The exhibition adopts a centennial frame of reference to the elders of modernism while providing a backdrop for today's news items...to repose a question; How does aesthetics create a scaffold for conversation? How does a decorated interior become a prop for a play, a stage for an event, a space to read and listen, a place for a relaxed moment free from the anxiety of origin?

The materials used to create the work also situate themselves within a conceptual-historical premise. The Oak wood used in the artworks has been ebonized, a technique that gained popularity in western efforts to approximate the appearance of the exotic-colonial hardwood Ebony that flourished within the decorative arts until its exhaustion. The effect is a simple alchemical transformation which is produced by the combination of apple-cider vinegar and iron oxide, the natural chemical reaction with the tannins in the oak produce a deep black, in contrast when iron-oxide is found in Himalayan Salt the result is pink.

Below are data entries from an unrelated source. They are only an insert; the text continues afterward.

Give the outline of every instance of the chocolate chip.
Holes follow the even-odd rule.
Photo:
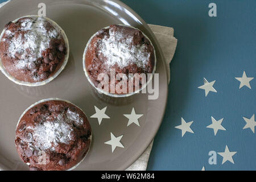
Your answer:
[[[56,48],[53,48],[51,49],[51,52],[53,54],[55,55],[57,52],[57,51],[56,49]]]
[[[50,49],[53,49],[55,47],[55,43],[53,42],[51,42],[49,44],[49,47]]]
[[[59,59],[63,59],[64,56],[64,54],[63,52],[58,52],[57,53],[57,56],[58,56]]]
[[[38,111],[38,109],[36,107],[34,107],[30,109],[30,114],[34,114]]]
[[[65,163],[66,163],[66,160],[64,159],[60,159],[58,163],[59,165],[60,165],[60,166],[64,166],[64,165],[65,165]]]
[[[39,151],[38,150],[35,150],[33,152],[33,155],[35,156],[38,156],[39,152]]]
[[[44,57],[44,62],[46,64],[49,64],[49,63],[50,62],[49,56],[46,56],[46,57]]]
[[[61,43],[60,45],[59,45],[58,47],[58,49],[59,51],[60,51],[60,52],[62,52],[64,51],[64,46],[63,44]]]
[[[25,134],[25,138],[28,142],[30,142],[32,138],[32,134],[30,133],[27,133]]]
[[[34,70],[34,69],[36,69],[36,66],[35,63],[30,62],[30,63],[28,63],[28,64],[27,64],[27,68],[30,70]]]
[[[51,67],[50,67],[50,71],[51,71],[51,72],[54,72],[54,71],[55,71],[55,69],[56,69],[56,66],[55,64],[52,65],[51,66]]]
[[[30,171],[40,171],[39,168],[36,167],[31,167],[30,168]]]
[[[47,72],[43,72],[41,75],[40,76],[40,77],[42,80],[46,80],[48,77],[48,74]]]
[[[33,155],[33,151],[32,151],[32,150],[28,148],[25,151],[25,154],[26,156],[27,156],[28,158],[30,158]]]
[[[19,131],[21,132],[26,127],[26,125],[25,124],[22,124],[20,125],[20,126],[19,127]]]
[[[49,59],[50,60],[51,60],[52,61],[54,60],[54,59],[55,59],[55,56],[54,55],[54,54],[52,52],[50,52],[49,53]]]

While some titles adopt a reference to the reportage of recent news items, other titles make inquiries to historic reference points in the realm of holistic living modalities, bio-dynamic agriculture, and song titles...

1. Waste Not, Want Not (plinth)

2. Als Ik Kan,
As I can; Along the the breaded trail (seat)

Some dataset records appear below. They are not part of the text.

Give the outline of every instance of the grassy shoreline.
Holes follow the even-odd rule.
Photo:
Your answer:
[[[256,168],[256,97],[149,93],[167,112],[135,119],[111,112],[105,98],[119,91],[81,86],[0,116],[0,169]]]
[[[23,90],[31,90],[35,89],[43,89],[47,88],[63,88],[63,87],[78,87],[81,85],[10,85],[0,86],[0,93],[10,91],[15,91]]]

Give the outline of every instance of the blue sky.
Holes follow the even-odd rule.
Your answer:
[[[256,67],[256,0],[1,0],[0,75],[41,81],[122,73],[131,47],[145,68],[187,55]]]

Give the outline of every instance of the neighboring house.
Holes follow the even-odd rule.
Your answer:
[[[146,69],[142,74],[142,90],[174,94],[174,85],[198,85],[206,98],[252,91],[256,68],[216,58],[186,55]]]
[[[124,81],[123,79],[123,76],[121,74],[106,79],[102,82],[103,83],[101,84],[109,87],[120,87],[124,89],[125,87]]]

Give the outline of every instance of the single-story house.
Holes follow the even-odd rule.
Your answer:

3. The Further Privatization of Natural Resources - (totem drawing)

4. The Future of What? Can I tempt you with Natural Disasters - (totem drawing)

5. Which way is Which, A rush to energy - (Nuclear, Fossil, Solar, Hydro, Wind) (marble lamp)

6. Building a Ghosttown (table)

7. Blousing your Pants (black tall table)

8. Fireside, Winterside, Walnuts (fire screen)

9. Towards (heart stool)

10. Border Crossing (low table)

11. More Possibilities than Answers (book case / vitrine)

12. Tidal Swells, Harmonic Energy cast through Distance (circular futon)

13. What we are left With (bookcase / bench)

14. Finding Fruit out of Season - NAFTA (totem)

15. Intertexuality in a quixotic mind (totem)

16. Passing by, Passing through (vitrine)

17. Hot water over Lemons in the morning (curtain)

18. A look into (small drawing)

19. A sound stage never looks up. (frieze)

For the duration of the exhibition past news clips from Democracy Now.org / Al Jazeera English under the title Yesterday's News and recorded lectures, talks, and films will also play in the gallery under the title Lecture Series.

© Kenneth Andrew Mroczek, Explantory notes on the exhibition November 2011.